After she was deported, Garcia de Rayos was reunited with her family members, many of whom she had not seen in years, including her mother and father, a sister and brother. Some she had never met, including her three nieces, who were born after she left Mexico for the United States 21 years earlier.

Being surrounded by their love helps her get through the pain of being separated from her husband and children.

She also tries to keep busy. Besides running the tortilla shop, she helps out at a stand selling cups of sliced fruit her sister and mother run in the center of town, across from the massive Catholic cathedral that anchors the town plaza.

But when darkness falls, she dreads returning to her bedroom alone.

“It is very difficult, even though I am pretty happy to be with my family here,” she says. “But once nighttime comes, I miss my children dearly.”

She points at a bed on the other side of the room, below a poster of Jesus, blond and blue-eyed, raising his hand as if giving a blessing.

“That is where my children sleep when they visit,” she says.

“At night she is tormented by the hard choices the family must face: Should her husband and American children come live with her in Mexico?
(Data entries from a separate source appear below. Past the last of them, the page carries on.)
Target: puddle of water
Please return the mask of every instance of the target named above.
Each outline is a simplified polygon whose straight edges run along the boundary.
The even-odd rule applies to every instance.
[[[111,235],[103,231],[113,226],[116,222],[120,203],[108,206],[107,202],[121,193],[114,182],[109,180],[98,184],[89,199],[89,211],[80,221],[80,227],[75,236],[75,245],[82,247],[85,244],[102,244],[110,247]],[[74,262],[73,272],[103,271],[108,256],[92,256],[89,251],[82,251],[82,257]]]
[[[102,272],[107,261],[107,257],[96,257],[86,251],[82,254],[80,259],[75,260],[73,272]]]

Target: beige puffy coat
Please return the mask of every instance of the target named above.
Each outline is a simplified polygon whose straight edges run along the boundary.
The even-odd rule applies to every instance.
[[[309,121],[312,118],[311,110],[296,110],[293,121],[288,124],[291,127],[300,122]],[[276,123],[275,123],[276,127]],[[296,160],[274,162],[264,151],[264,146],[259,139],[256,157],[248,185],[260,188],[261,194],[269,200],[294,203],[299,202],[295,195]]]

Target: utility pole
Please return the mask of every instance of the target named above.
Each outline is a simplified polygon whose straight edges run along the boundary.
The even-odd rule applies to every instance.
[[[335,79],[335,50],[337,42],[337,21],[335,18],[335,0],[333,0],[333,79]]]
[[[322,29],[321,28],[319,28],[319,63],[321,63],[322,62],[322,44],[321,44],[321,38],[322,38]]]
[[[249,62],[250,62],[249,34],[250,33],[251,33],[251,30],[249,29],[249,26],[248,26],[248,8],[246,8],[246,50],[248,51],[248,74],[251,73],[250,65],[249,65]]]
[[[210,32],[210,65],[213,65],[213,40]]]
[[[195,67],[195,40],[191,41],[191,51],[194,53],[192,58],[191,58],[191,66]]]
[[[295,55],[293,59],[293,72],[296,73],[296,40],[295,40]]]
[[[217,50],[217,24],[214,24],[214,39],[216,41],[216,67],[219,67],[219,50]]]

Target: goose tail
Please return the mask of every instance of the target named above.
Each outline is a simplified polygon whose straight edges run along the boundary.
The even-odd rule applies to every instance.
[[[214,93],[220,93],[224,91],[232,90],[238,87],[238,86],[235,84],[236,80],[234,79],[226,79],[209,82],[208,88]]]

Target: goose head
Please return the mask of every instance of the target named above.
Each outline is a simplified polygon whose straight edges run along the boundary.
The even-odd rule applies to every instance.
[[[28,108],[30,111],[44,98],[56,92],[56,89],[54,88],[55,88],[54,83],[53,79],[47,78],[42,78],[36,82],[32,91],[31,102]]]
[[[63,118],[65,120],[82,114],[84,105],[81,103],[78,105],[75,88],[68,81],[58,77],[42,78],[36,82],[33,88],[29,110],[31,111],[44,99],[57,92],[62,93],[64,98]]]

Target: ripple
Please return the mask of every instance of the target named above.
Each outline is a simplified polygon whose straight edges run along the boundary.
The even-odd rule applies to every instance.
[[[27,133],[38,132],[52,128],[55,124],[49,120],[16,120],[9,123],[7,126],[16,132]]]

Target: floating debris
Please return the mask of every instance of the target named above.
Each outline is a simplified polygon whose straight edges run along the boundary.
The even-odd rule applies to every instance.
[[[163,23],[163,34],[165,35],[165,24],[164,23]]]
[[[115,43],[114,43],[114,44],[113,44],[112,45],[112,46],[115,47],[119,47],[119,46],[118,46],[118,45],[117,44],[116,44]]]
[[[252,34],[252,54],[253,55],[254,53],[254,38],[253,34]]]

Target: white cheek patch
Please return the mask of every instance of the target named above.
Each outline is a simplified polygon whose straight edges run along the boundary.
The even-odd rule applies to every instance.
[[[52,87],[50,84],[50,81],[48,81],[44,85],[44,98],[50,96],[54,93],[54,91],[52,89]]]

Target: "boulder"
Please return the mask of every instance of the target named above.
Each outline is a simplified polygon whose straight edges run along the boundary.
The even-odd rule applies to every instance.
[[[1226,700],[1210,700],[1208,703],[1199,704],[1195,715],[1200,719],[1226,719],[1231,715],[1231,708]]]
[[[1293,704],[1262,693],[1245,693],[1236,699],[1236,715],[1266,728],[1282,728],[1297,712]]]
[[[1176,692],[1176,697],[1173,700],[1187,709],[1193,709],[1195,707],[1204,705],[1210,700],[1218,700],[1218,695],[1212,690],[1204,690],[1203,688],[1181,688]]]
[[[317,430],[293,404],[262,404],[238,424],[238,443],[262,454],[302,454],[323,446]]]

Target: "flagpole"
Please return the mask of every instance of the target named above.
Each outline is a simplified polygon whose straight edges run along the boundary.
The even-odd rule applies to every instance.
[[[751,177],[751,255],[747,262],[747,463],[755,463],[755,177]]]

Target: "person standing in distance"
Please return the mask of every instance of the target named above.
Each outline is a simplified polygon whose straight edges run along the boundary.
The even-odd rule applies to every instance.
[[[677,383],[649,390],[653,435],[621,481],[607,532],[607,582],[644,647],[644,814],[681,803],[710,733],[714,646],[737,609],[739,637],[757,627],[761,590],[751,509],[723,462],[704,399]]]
Or should they stay in the United States, separated perhaps forever, clinging to hope that she may one day be allowed to legally return?” For now, Garcia de Rayos’s children,17-year-old Angel and 15-year-old Jackie, stay here and visit her during school breaks. But they shouldn’t have to move to be with their mom, because this is their country. This was Garcia de Rayos’s country, too, until the day a man who said he’d target so-called “bad hombres” was sworn into office and instead targeted a mom who just trying to work hard and provide for her kids.